With the charity to thank for the final leg of his Six Star journey, Rick credits his membership of the 1,000 Miles Run Club for getting him started. He had built from a first 10-mile race into half marathons and eventually the Richmond Marathon, but the Six Star medal came onto his radar when he joined the club.

“That is where I started learning about the Majors,” he explains. “The moment I did the first Major (New York City 2016), the goal became immediate and every action after that was towards the medal.”

Chicago and Berlin followed before Tokyo and London were both completed in the spring of 2019, leaving the long and winding road to Boston to navigate.

On Monday, he finally gets to toe that famous start line in Hopkinton, but when he reaches the finish on Boylston Street, you sense this well-travelled businessman will be far from retiring his running shoes.

“The part that’s so great about running is it opened up a new world to me. I travel extensively for work, and used to land, get a taxi to the hotel, then go do my meetings, back to the hotel, eat, leave.
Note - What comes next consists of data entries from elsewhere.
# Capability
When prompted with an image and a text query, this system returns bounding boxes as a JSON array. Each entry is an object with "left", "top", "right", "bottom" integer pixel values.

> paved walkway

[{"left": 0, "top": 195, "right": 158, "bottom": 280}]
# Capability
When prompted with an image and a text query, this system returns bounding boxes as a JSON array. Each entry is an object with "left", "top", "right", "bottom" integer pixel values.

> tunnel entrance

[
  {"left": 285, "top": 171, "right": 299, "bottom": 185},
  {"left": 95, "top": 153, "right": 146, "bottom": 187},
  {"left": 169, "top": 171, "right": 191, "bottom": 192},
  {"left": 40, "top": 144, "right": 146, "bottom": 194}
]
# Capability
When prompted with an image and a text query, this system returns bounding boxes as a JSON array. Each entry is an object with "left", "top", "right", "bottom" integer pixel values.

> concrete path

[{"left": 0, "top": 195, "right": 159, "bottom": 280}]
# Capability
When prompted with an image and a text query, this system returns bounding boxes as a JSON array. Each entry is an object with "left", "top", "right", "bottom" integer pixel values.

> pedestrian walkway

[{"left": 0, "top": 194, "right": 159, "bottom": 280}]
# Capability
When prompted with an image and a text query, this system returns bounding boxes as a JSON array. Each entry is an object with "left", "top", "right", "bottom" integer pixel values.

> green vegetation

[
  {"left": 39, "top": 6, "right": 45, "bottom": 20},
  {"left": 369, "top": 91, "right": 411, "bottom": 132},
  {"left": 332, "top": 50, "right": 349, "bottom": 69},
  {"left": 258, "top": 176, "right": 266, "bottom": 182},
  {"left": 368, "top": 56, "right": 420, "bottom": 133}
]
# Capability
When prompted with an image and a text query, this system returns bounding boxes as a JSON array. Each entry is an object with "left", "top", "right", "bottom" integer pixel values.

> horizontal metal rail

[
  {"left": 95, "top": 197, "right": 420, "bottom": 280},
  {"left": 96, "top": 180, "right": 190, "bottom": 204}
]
I never saw or experienced anything.

“The moment I picked up running, the perspective was completely different because then I was able to see those environments completely differently, be it early morning or evening, whatever it was.

“I was able to see so much just by having my shoes on and the ability to run, get out there, explore and discover things.”

There will be family and run club friends there in Boston on Monday and, after “dabbling” in ultramarathons while he was staying fit for Boston, Rick is in shape to put in a good performance.

“I take nothing for granted, though,” he says. “I have been counting the days, hours and minutes. Every race has to be respected. I’m in shape, I’m training, I hit 1,000 miles already this year but I’ve had close friends drop out close to race day before. I will just aim to get to the start healthy and be there to experience it.”

It will be an experience worth all the waiting for.

If you are in Boston this Sunday, Rick will be part of a special Six Star Hopeful panel at 1pm on stage at Fan Fest in Copley Square.